ConfidencePool.withdraw() is documented and designed as the staker exit hatch until attack risk actually materializes, but the implementation instead closes withdrawals as soon as the upstream AttackRegistry auto-promotes an unapproved ATTACK_REQUESTED agreement to PRODUCTION after 14 days. Because pool expiry is at least 30 days and can be much longer, a staker can become unable to withdraw, unable to call claimExpired(), and still have riskWindowStart == 0, leaving principal trapped in an unresolved pool until the moderator intervenes or the pool finally expires.
The core mistake is that withdraw() closes on any registry state after ATTACK_REQUESTED, while the live BattleChain integration can move an agreement from ATTACK_REQUESTED to PRODUCTION without ever visiting UNDER_ATTACK. The repo documents the opposite trust model: DESIGN.md says the withdraw escape hatch stays open for the entire pre-attack window and that stakers can freely exit until risk materializes, and README.md says stakers can fully exit while the registry is in any pre-attack state. In production, that assumption is false.
The pool never treats terminal PRODUCTION as “risk materialized.” _observePoolState() only seals riskWindowStart for UNDER_ATTACK or PROMOTION_REQUESTED, while terminal states only touch riskWindowEnd. So when BattleChain reaches PRODUCTION directly, the pool closes withdrawals without ever opening the local risk window the docs say should justify that closure.
The upstream registry path is real, intentional, and sponsor-reachable. requestUnderAttackForUnverifiedContracts() registers the agreement in ATTACK_REQUESTED, _registerAgreement() stores deadlineTimestamp = block.timestamp + PROMOTION_WINDOW, and _getAgreementState() returns PRODUCTION once that deadline passes, before falling back to attackRequested. The same mismatch is even stronger on the verified path because goToProduction() skips the attack phase entirely.

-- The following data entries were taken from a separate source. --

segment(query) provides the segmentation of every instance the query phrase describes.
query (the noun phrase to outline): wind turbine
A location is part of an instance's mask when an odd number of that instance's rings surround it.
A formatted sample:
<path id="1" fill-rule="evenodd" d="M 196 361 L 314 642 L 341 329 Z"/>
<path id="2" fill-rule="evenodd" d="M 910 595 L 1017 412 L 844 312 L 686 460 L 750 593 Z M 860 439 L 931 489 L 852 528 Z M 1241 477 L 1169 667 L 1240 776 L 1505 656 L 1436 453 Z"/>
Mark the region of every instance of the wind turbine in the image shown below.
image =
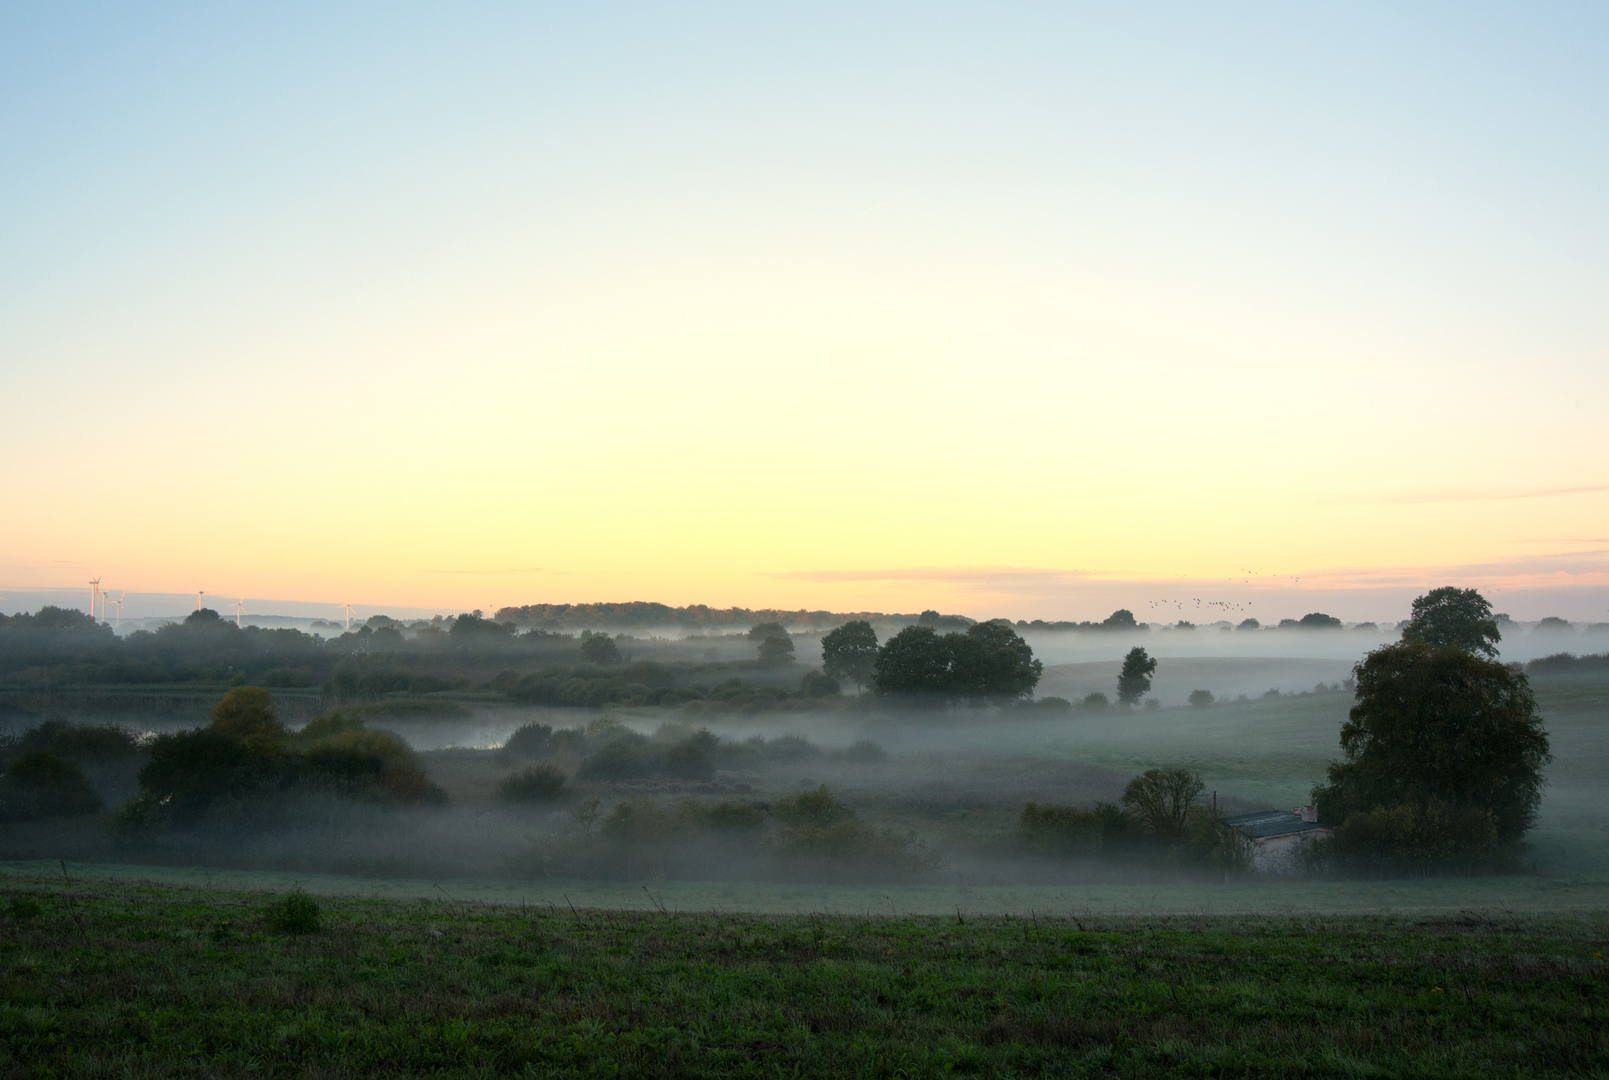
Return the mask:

The issue is reachable under the following conditions:
The pool has at least one remaining staker and an expiry materially later than the BattleChain promotion timer.
The agreement owner can register the agreement through BattleChain’s normal ATTACK_REQUESTED path, or use the verified goToProduction() shortcut.
No DAO approval moves the agreement through UNDER_ATTACK before the 14-day timer elapses, or the verified owner skips the timer entirely with goToProduction().
The moderator does not immediately flag SURVIVED before the staker tries to exit.
The exploit path is:
Stakers deposit into a long-dated pool while the agreement is still pre-risk.
The agreement owner registers the agreement into BattleChain’s ATTACK_REQUESTED review flow.
At least one staker remains in the pool after that registration.
BattleChain reaches PRODUCTION without ever entering UNDER_ATTACK, either after the 14-day auto-promotion timer or immediately through goToProduction().
Because the pool only treats UNDER_ATTACK or PROMOTION_REQUESTED as active risk, riskWindowStart is still zero even though the upstream state is now terminal.
The remaining staker calls withdraw() and hits WithdrawsDisabled, but claimSurvived() still reverts until SURVIVED has been flagged and claimExpired() still reverts until the pool’s own expiry`.
The staker’s principal is frozen in an unresolved pool until moderator intervention or expiry, despite no observed active-risk phase ever opening locally.
This is not just documentation drift. The live sink is a sponsor-triggerable rights change: the staker loses the unilateral pre-risk exit path and becomes dependent on moderator responsiveness or eventual expiry, even though the pool never recorded the active-risk phase that is supposed to justify that loss of control.
Likelihood:
Reason 1 // The freeze appears at the end of BattleChain's 14-day promotion window, when an unresolved ATTACK_REQUESTED agreement auto-advances to PRODUCTION without any observed active-risk state.
Reason 2 // The trapping condition persists throughout the remainder of a long-dated pool term, because withdraw() is already closed while both claim paths remain unavailable until moderator action or expiry.
The agreement owner gains an undocumented principal-lock lever over existing stakers. By moving the agreement into BattleChain’s pre-risk review flow and letting it auto-promote to PRODUCTION, they can close withdraw() before any observed active-risk state exists and before the staker can call either claim path. On long-dated pools this freezes principal for months and strips the user of the exact pre-risk exit guarantee they deposited under.
Run command:
Observed output:
Keep withdrawals open whenever riskWindowStart == 0, or explicitly treat BattleChain’s direct ATTACK_REQUESTED -> PRODUCTION and goToProduction() paths as non-freezing pre-risk states until the pool is resolved.